Related: SaaS Pegasus Review 2026 · Django vs Rails SaaS Starters · Best SaaS Boilerplates 2026
Source and claim notes (checked 2026-05-15)
- SaaS Pegasus public site and docs: checked for React-or-HTMX frontend choice, teams, subscription billing, APIs, async/WebSocket support, deployment documentation, and public pricing starting at $249. Pricing and tier packaging are volatile, so this guide uses "starts at" language and tells buyers to confirm checkout.
- Django 5.2 docs and release notes: checked as the current official Django docs surface for the Django 5.x references used here.
- HTMX official docs: checked for the current description of AJAX, CSS transitions, WebSockets, and Server-Sent Events through HTML attributes; this guide avoids over-specific release-date claims.
- Django Rocket docs: checked at
djangorocket.comfor the documented project structure, Stripe setup, Google sign-in setup, Docker/Postgres/Redis/OpenSearch/Celery/test/Tailwind paths, and Apache 2.0 license note. - GitHub project pages checked for Cookiecutter Django, djaodjin-saas, Falco, Hyperion, cangeorgecode Django Boilerplate, PaulleDemon/Django-SAAS-Boilerplate, danjac/django-saas-starter, and ernestofgonzalez/djangorocket. Star counts and exact update cadence are intentionally treated as volatile and should be rechecked before adoption.
- Duplicate/adjacent guide risk: this page intentionally stays on Django + HTMX SaaS boilerplates.
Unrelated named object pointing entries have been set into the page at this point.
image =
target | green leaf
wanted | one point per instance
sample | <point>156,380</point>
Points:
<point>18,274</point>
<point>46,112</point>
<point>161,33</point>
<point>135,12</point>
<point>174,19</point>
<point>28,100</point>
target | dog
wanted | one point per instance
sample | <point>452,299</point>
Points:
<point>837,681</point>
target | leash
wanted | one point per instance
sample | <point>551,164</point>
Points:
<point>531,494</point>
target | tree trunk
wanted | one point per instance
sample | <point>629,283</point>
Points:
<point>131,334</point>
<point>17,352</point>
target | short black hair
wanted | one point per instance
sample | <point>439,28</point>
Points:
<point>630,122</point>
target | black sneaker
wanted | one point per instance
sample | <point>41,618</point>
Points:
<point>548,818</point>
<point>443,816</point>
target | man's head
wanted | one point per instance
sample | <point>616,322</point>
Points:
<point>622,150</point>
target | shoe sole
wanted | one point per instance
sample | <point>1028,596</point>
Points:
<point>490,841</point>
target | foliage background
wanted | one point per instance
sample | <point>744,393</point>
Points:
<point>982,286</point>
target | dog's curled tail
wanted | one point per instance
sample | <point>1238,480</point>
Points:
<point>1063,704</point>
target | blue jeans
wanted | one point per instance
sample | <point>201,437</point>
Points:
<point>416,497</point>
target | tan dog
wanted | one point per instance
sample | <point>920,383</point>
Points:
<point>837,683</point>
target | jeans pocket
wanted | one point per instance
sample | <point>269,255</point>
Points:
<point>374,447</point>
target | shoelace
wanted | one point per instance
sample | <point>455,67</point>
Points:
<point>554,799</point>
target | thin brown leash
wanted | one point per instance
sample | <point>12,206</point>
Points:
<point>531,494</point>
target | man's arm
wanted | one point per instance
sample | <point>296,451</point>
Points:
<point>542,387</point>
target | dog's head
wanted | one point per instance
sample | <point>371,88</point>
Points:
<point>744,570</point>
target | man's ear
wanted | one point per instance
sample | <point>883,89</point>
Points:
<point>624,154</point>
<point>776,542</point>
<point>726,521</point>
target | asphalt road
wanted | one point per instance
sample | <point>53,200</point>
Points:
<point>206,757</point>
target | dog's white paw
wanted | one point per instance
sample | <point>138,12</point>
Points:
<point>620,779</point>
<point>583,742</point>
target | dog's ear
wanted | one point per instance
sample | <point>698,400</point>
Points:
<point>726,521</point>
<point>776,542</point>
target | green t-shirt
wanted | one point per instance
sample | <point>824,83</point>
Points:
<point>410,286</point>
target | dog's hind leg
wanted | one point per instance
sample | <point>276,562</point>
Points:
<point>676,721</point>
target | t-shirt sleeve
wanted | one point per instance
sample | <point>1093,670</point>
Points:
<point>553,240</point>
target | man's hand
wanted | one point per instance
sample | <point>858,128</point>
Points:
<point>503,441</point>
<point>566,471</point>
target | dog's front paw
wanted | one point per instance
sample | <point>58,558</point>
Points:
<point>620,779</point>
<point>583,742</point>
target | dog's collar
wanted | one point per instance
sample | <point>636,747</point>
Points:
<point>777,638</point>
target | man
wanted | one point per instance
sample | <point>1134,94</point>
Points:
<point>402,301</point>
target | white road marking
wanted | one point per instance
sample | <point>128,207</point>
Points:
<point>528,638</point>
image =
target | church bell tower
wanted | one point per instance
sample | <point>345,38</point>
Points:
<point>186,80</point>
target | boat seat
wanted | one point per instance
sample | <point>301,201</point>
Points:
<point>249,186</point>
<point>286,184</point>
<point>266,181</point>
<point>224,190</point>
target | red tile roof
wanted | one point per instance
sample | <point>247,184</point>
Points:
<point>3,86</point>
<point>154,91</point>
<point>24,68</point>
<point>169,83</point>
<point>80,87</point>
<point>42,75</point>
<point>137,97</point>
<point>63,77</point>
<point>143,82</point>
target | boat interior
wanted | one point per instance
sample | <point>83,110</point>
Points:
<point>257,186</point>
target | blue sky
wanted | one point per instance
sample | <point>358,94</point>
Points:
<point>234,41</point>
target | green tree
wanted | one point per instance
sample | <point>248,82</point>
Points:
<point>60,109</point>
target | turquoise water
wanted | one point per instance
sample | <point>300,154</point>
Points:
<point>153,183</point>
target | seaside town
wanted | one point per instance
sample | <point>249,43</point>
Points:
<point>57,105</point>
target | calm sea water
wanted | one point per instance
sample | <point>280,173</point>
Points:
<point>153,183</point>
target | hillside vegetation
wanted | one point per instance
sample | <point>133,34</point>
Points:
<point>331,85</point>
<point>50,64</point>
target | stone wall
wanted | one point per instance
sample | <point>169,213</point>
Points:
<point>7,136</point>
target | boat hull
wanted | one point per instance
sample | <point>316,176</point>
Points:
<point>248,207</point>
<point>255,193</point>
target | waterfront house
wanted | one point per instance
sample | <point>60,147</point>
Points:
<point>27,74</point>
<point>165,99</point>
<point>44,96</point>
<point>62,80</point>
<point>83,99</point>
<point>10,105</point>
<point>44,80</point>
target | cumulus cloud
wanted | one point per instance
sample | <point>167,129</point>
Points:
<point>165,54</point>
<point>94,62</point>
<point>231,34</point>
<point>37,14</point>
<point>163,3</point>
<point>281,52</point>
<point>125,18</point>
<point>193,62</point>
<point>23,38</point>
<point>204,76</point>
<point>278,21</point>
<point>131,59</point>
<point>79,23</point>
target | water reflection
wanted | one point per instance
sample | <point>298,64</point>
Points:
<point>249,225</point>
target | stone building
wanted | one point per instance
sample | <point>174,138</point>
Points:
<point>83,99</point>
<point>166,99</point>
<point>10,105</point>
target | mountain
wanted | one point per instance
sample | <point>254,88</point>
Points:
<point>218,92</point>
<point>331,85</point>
For a general framework choice, use the Django/Rails/Laravel comparison rather than broadening this article.
Search Intent Refresh: SaaS Pegasus HTMX Support
Searchers comparing Django + HTMX SaaS starters usually want to know whether they can ship a paid SaaS without adopting a heavy JavaScript stack. SaaS Pegasus is the most direct fit when you want a commercially supported Django starter with HTMX patterns, billing, teams, and production guidance. Cookiecutter Django is better as a flexible foundation when you want to assemble more of the SaaS layer yourself.
Decision checklist:
- Pick a paid starter if auth, billing, teams, emails, deployment docs, and updates save more time than the license costs.
- Pick an open foundation if your team already has strong Django conventions and does not want starter lock-in.
- Prototype the hardest interactive screen with HTMX before committing to the architecture.
- Check whether the starter's Stripe, email, background job, and deployment choices match your production plan.
- Treat "Django + HTMX" as a product-speed choice, not just a frontend preference.